When it comes to policing the waterways, the government is ready to throw the book at miners, and rightly so.
Earlier this month the New South Wales Environment Protection Authority fined Rio Tinto’s Hunter Valley Operations $15,000 for a breach of its Environment Protection Licence after a leaking pump caused saline water to be discharged from an on-site dam into Parnell’s Creek.
EPA officers were inspecting the mine site, 24km northwest of Singleton, in November as part of a routine dam audit when they observed the saline water leaking from a pump seal.
But what about all the damage farming has wrought on the environment over the decades? What about the millions of tonnes of valuable top soil blown away thanks to excessive land clearing and the once mighty Murray-Darling Basin reduced to a shallow trickle of its former self with salination along its banks and the death of the River Red Gum?
Adani has to provide the Queensland government $20.15 million before drawing any surface water from a special reserve set aside for significant projects as part of the 270 conditions on its proposed $21.7 billion Carmichael project.
This was to protect the environment and the interests of landholders and traditional owners, Queensland Natural Resources and Mines Minister Dr Anthony Lynham said.
“The water licences provide the mine with a volume of water about 1% of what farmers are able to use in the Burdekin catchment now,” he said.
Anti-mining group Lock the Gate campaigner Carmel Flint, said the Carmichael coal project should not go ahead because the Great Artesian Basin was “just essential for farming communities”.
"Without the water, their businesses are basically finished," she said.
What about mining operations and their need for water?

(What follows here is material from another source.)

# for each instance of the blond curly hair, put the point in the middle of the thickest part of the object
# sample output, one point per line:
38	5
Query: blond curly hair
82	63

Farmers and their newly found allies in the Greens movement jump up and down when governments consider offering funding to northern infrastructure projects but are glad to stick their hands out for relief from the public purse when they need cheap loans to tide them over during draughts.
Over in NSW Kores is attempting for the third time to get its proposed Wallarah 2 project through the state’s ever changing environmental laws.
NSW Department of Planning and Environment executive director of resource assessments and compliance Oliver Holm said the department had carefully considered the company’s revised proposal along with the Planning Assessment Commission’s first review of the original proposal in 2014, especially recommendations regarding water and subsidence.
“We support the commission’s recommendations and have now strengthened the conditions in our current assessment,” Holm said.
“This is in direct response to the commission’s review and the community’s feedback during the public exhibition period.
“New conditions recommended to the commission by the department include intensive and comprehensive monitoring of water resources, as well as independent audits of subsidence, surface water and groundwater.”
Hogsback reckons getting a mining project to stack up in today’s environment is hard enough. While the government is expected to come to the aid of farmers when they hit hard times or want new bridges and roads built in their far flung electorates, miners are maligned if they want their fair share of water.
Maybe it’s time the government works out which side its bread is buttered and remembered what mining contributes in terms of exports, taxation and royalties to the Australian economy.